Most flat tax proposal have a relatively high exemption. You pay 0% up to X amount and then Y% on everything above X. It’s the only way to make it work without killing poor people.
Also: Libertarians don’t want the government to stay the size that it is, stop suggesting it to them.
If they also address which specific programs to cut to make up for the lost tax revenue then that is more realistic. Instead, they imply or outright say that it would be revenue neutral yet somehow magically* lead to lower taxes for everyone. And there’s a reason for that which is right in the OP: the required cuts are not politically feasible, and for more than just 50% of the population.
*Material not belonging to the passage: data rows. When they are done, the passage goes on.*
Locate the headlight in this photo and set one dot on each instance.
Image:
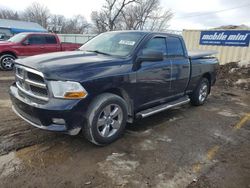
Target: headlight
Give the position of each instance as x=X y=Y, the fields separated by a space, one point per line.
x=67 y=90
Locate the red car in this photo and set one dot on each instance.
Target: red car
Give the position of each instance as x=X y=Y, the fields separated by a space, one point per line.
x=28 y=44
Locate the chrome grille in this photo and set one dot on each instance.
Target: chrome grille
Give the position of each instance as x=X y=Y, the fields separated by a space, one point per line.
x=31 y=83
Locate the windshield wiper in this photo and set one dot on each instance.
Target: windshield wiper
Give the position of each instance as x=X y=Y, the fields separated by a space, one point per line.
x=98 y=52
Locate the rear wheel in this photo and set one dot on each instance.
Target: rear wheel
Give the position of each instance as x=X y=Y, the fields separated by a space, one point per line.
x=106 y=119
x=7 y=62
x=200 y=94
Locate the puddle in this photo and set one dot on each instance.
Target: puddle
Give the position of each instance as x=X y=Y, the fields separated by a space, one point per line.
x=164 y=139
x=119 y=168
x=37 y=156
x=228 y=113
x=9 y=164
x=139 y=133
x=147 y=145
x=41 y=156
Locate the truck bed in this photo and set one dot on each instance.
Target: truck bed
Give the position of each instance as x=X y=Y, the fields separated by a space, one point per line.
x=196 y=54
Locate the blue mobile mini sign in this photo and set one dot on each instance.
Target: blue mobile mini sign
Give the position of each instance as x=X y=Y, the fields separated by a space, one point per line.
x=225 y=38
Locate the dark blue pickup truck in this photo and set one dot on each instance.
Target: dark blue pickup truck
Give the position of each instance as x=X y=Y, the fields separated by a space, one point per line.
x=111 y=80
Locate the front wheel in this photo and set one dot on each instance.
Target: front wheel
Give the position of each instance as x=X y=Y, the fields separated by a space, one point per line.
x=201 y=92
x=7 y=62
x=106 y=119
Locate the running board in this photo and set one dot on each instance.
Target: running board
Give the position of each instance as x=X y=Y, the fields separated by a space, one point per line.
x=160 y=108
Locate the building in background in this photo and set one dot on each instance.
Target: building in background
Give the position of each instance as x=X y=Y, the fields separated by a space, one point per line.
x=8 y=28
x=232 y=44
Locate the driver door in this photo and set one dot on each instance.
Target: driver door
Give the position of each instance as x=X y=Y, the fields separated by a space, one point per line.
x=153 y=79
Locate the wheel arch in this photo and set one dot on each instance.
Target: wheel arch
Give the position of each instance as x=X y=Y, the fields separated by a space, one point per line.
x=124 y=95
x=209 y=77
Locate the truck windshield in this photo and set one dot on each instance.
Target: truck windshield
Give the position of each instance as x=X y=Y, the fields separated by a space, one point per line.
x=113 y=43
x=18 y=37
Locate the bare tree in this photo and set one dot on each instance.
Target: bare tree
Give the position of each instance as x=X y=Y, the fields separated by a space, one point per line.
x=9 y=14
x=57 y=23
x=76 y=25
x=37 y=13
x=107 y=18
x=146 y=15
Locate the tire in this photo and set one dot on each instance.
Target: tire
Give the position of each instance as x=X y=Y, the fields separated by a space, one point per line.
x=102 y=127
x=201 y=92
x=6 y=62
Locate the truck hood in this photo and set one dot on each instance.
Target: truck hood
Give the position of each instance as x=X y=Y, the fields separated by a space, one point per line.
x=74 y=65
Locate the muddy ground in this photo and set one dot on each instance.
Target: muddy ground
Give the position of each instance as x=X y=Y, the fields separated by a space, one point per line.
x=207 y=146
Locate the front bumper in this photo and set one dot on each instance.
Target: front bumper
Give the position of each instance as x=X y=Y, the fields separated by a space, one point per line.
x=42 y=115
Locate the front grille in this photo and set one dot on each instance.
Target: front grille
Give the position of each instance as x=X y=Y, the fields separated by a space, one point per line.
x=31 y=83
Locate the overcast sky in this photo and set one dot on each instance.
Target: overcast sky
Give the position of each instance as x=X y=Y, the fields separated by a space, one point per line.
x=189 y=14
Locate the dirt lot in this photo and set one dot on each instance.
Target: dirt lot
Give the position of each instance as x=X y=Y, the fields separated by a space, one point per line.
x=207 y=146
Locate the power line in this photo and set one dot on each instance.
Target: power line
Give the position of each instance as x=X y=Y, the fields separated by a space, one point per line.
x=215 y=12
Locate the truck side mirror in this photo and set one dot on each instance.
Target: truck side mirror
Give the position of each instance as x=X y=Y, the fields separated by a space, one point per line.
x=150 y=56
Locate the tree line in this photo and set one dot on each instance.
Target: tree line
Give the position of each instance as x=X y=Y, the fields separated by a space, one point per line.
x=114 y=15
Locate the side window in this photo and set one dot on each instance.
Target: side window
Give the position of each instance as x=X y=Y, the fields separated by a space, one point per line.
x=36 y=40
x=174 y=47
x=156 y=44
x=50 y=40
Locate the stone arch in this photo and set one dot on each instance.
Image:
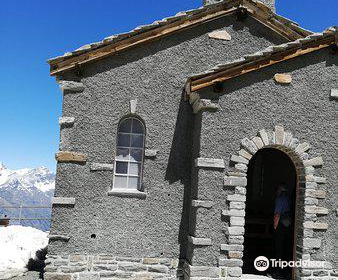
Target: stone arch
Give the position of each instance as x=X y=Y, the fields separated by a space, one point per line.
x=308 y=194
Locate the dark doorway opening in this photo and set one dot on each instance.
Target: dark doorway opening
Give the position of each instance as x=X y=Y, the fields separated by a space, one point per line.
x=267 y=169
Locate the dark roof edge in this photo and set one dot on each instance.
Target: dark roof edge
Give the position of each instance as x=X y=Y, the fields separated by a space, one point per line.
x=261 y=59
x=264 y=14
So the cuts are a non starter unless you’re trying to starve the beast or want to impost radical spending cuts dictatorially.
*Except of course loopholes. But they never add up anyway in these plans.
Libertarians may not want it, but they need to live in the real world. If you suddenly dropped the government by 50% it would collapse the economy. So you’d need to slowly migrate to Libertopia.
Never mind that Libertopia would be a complete hell-hole, but that’s another thread.
No. Many Libertarians favor open borders. But you can’t make that work with the current social safety net. It makes no sense to assert that the system, as a whole, can’t be taken into account when talking about pieces of the system. Unless you simply want to shut out certain ideas altogether.